Per chi esternalizza lo sviluppo di sistemi AI, è importante considerare sia l’infrastruttura del provider sia l’ottimizzazione del software. Il green IT va oltre il costo energetico del data center, includendo anche la qualità del codice e delle pipeline di machine learning.
Economia circolare e fine vita dell’hardware
Un elemento spesso sottovalutato del green IT riguarda il modo in cui vengono gestiti i server, lo storage e i dispositivi di rete una volta concluso il loro ciclo di vita. La direttiva WEEE, insieme al suo recepimento in Italia, stabilisce responsabilità specifiche riguardanti la raccolta, il trattamento e il recupero dei rifiuti elettronici.
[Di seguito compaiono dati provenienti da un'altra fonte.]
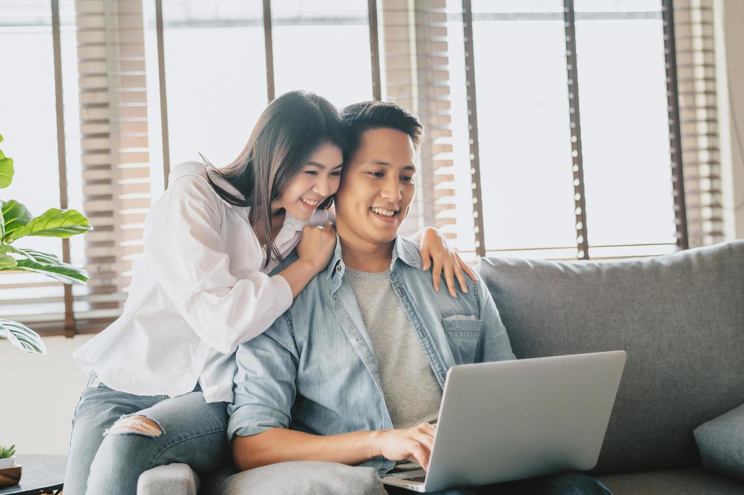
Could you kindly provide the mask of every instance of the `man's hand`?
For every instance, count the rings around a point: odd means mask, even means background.
[[[377,453],[391,461],[408,459],[417,462],[428,469],[435,432],[434,427],[429,423],[412,428],[376,432]]]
L’Italia ha conseguito una percentuale di riciclo dell’83,7% per i rifiuti elettronici, con un tasso di recupero totale (incluso il recupero energetico) prossimo al 90%. Nel contesto dei data center, si stima un potenziale di oltre 147.000 tonnellate annue di rifiuti di apparecchiature elettriche ed elettroniche (RAEE), con opportunità di recupero di metalli e materiali rari quali tantalio e cobalto.
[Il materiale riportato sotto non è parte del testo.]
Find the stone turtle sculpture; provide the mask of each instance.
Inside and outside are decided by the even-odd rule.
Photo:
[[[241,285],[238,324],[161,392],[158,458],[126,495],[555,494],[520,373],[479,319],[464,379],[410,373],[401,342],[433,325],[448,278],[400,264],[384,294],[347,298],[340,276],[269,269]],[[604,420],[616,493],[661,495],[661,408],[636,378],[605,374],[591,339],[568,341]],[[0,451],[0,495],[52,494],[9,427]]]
Se l’outsourcing include la gestione dell’hardware, il fornitore può garantire la conformità alla normativa WEEE e gestire il riciclo e il riutilizzo delle attrezzature rigenerate. In effetti, una porzione significativa dell’economia circolare digitale si sviluppa in questo ambito.
Criteri concreti per scegliere un partner di outsourcing green
Strumenti come EcoVadis e framework di valutazione ESG vengono già usati per attribuire un rating di sostenibilità ai fornitori. Nel caso del green IT applicato all’outsourcing, alcuni criteri ricorrenti sono:
- PUE del data center e andamento nel tempo;
- percentuale di energia rinnovabile utilizzata;
- presenza di certificazioni ambientali e di gestione dell’energia;
- politiche WEEE e dati su raccolta e recupero dei rifiuti elettronici;
- disponibilità di dati di carbon footprint associati ai servizi erogati.
La CSRD (Corporate Sustainability Reporting Directive) rende questi dati ancora più autorevoli, poiché obbliga le aziende a rendicontare l’impatto ambientale tenendo conto anche dei fornitori della filiera. In pratica, un contratto di outsourcing IT non si limita più a rappresentare livelli di servizio e penali, ma può includere anche indicatori ambientali come parte degli SLA o degli obiettivi condivisi.
Green IT, nearshoring e modelli di delivery
Un ulteriore elemento che connette il green IT all’outsourcing è rappresentato dalle modalità operative dei fornitori di servizi. I modelli di lavoro remoti o ibridi riducono spostamenti e consumo energetico, abbattendo le emissioni di carbonio.
Quando i team in outsourcing lavorano in modo distribuito, i benefici ambientali si uniscono a quelli delle infrastrutture più efficienti. Si elabora così un modello in cui la posizione del team e il tipo di data center rivestono un ruolo fondamentale; queste componenti, unite alle pratiche di green IT, collaborano per ottimizzare lo sviluppo e la gestione, contribuendo a ridurre l’impatto energetico e le emissioni.